I have a datframe with around 200 features and 3000 rows. These data samples are logged in different time, basically one per month, as shown in the below example in “col101”:
0 col1 (id) col2. col3 …. col100 col101 (date) … col2000 (target value)

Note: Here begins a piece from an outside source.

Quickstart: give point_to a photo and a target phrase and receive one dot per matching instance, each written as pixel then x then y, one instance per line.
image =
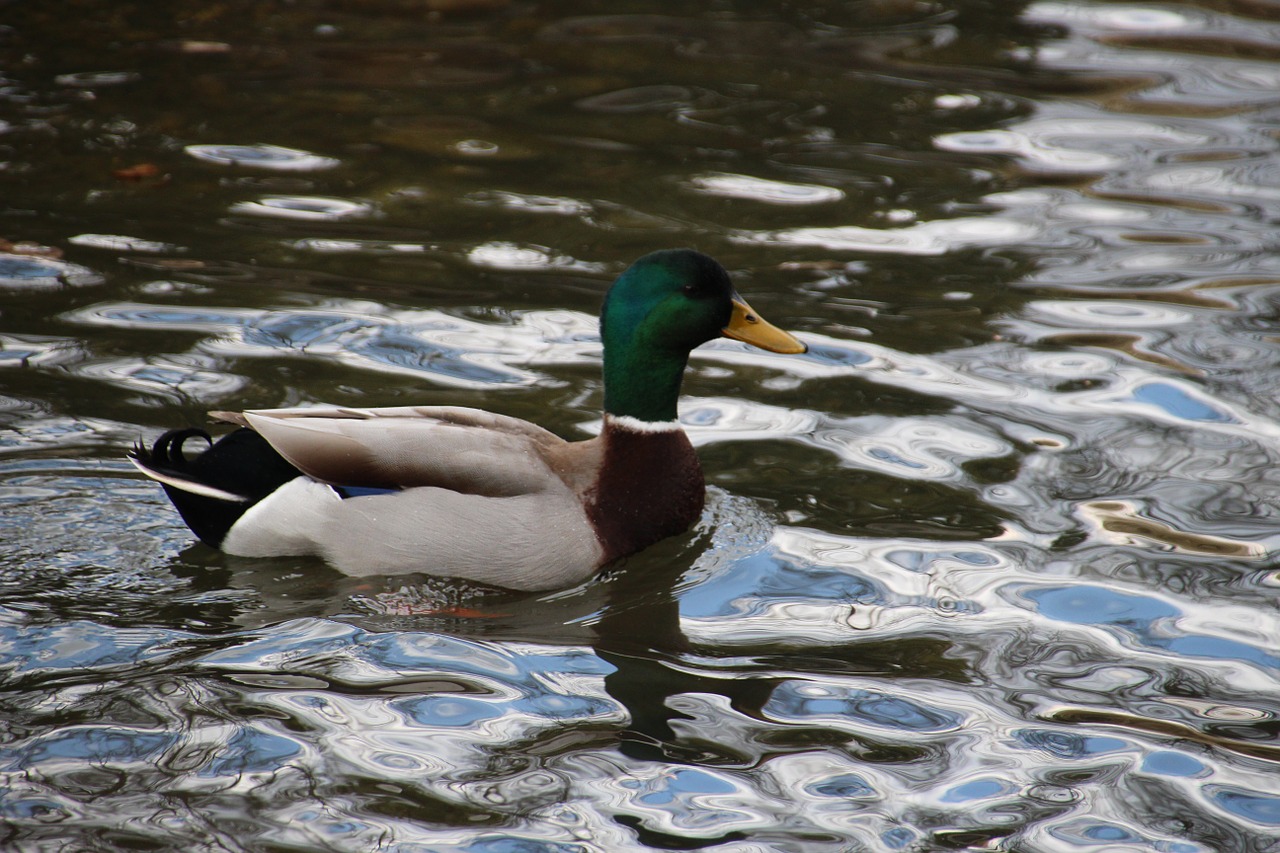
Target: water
pixel 990 568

1 001 653. 675 …. 343.3 01-02-2017. … 1
2 001 673. 432 …. 387.3 01-03-2017. … 0
3 001 679. 528 …. 401.2 01-04-2017. … 1
4 001 685 223 …. 503.4 01-05-2017. … 1
5 002 343 428 …. 432.5 01-02-2017. … 0
6 002 479. 421 …. 455.3 01-03-2017. … 0
7 … … … …. … …. … ..
Within these features some of are cumulative data so that in every month their values have been increased. For example, col2 and col100 are the cumulative features in my dataframe. So I want to add one more column for each cumulative feature, with the difference with respect to the previous month. So my desired dataframe should be something like this:
0 col1 (id) col2. col2c …. col100 col100c col101 (date) … col2000 (targeva)
1 001 653. 653 …. 343.3 343.3 01-02-2017. … 1
2 001 673. 23 …. 387.3 44 01-03-2017. … 0
3 001 679. 6 …. 401.2 13.9 01-04-2017. … 1
4 001 685 6 …. 503.4 102.2 01-05-2017. … 1
5 002 343 343 …. 432.5 432.5 01-02-2017. … 0
6 002 479. 136 …. 455.3 23.2 01-03-2017. … 0
7 … … … …. … …. … ..
Now, I have two problems here: 1) how can I automatically recognize those cumulative features with 200 features? and how to add that extra feature (e.g., col22c and col100c) for each cumulative attribute? Does anyone know how I can handle this?